The headache was subsiding to a dull throb. Flo walked around a curve, and came to a sudden halt. Damn it, he’s loose again!
“You have to be the single most stubborn, stupid creature on the face of the planet, you know,” she said in the sweetest tone she could manage. Brillo had gotten loose so many times that they’d had to put a collar on him, so they’d have something to grab. “You’re going to be hit by a truck, you know. And then we’re going to turn your pathetic fleece into a rug, just so I can walk on it every day.”
Flo had her suspicions about Brillo. Breeding season was nearer every day. Brillo seemed determined to participate.
“Not going to happen, you scraggly so-and-so. Not going to happen.” Flo reached for the collar, and the infuriating creature moved away. Twice more, she nearly had him.
Finally giving up, Flo turned to go back and get help.

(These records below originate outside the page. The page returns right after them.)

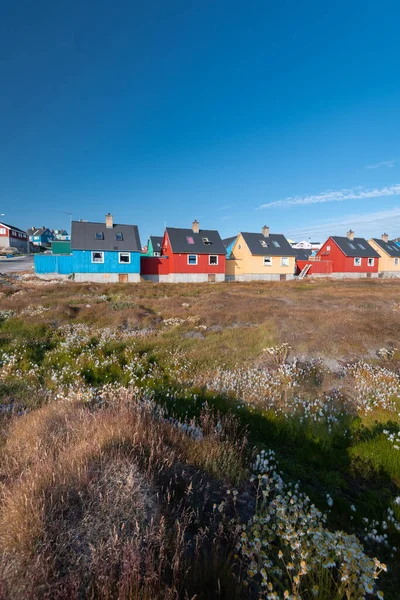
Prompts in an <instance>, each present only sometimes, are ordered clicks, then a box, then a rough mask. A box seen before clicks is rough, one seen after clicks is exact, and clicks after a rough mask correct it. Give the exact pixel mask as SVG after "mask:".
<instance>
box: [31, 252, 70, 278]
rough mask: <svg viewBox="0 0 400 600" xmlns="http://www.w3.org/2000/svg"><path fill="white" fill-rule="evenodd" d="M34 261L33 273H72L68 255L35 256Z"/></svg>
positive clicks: (36, 255) (69, 261) (69, 260)
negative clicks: (33, 267) (34, 272)
mask: <svg viewBox="0 0 400 600" xmlns="http://www.w3.org/2000/svg"><path fill="white" fill-rule="evenodd" d="M34 261H35V273H41V274H44V273H60V274H61V275H70V273H73V262H72V256H70V255H62V254H60V255H53V254H35V257H34Z"/></svg>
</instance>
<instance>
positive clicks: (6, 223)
mask: <svg viewBox="0 0 400 600" xmlns="http://www.w3.org/2000/svg"><path fill="white" fill-rule="evenodd" d="M0 225H3V226H4V227H7V229H13V230H14V231H19V232H20V233H24V234H25V235H26V231H23V230H22V229H20V228H19V227H15V225H8V224H7V223H4V221H1V222H0Z"/></svg>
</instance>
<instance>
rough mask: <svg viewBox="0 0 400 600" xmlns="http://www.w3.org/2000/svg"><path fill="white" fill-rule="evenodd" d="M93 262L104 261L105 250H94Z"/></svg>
mask: <svg viewBox="0 0 400 600" xmlns="http://www.w3.org/2000/svg"><path fill="white" fill-rule="evenodd" d="M92 262H94V263H103V262H104V252H92Z"/></svg>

As she walked, she continued to mutter. “Don’t know why he just won’t stay put. Has to get out, has to cause trouble. Can’t just stay in the pasture, has to get in the garden. Clover isn’t good enough. Has to have weeds. Weeds. Chicory weed. Chicory!”
Breaking into a run, Flo started shouting as she reached the barn. “Johan, Johan . . . that damn Brillo is loose again! And we need a couple of shovels!”
* * *
“Roasted and ground, my rear end.” Flo was getting irritated. She’d been experimenting for two days. Cleaning the roots and putting them in the oven didn’t work. The roots wouldn’t dry. Now she was chopping the chicory roots as finely as she could.
“If they did it in the civil war, I can do it now, Ilsa. I’m going to keep trying. It won’t be coffee, but I can mix it with what’s left. It will stretch the supply. I might make it through the winter without hitting a certain smart aleck, if I can figure this out.”
* * *
It took a week of experiments, but Flo finally discovered that if she dried the roots thoroughly she could grind them. Then she could roast the ground roots. Now it was time to try a pot of chicory coffee.
“Let’s try it with one scoop of coffee and one scoop of chicory, Anna. Then we’ll see what happens.” Flo was jittering with excitement.
The smell of coffee drifted around the kitchen. It was a different scent than usual, richer somehow. Flo took a cup from the cupboard and stood near the coffeemaker, enjoying the aroma.
When the coffeemaker beeped, she poured a cup full and sat at the table. She sniffed. “Unusual, but good.”
Taking a sip, she stopped to savor the taste. “Not quite the same.”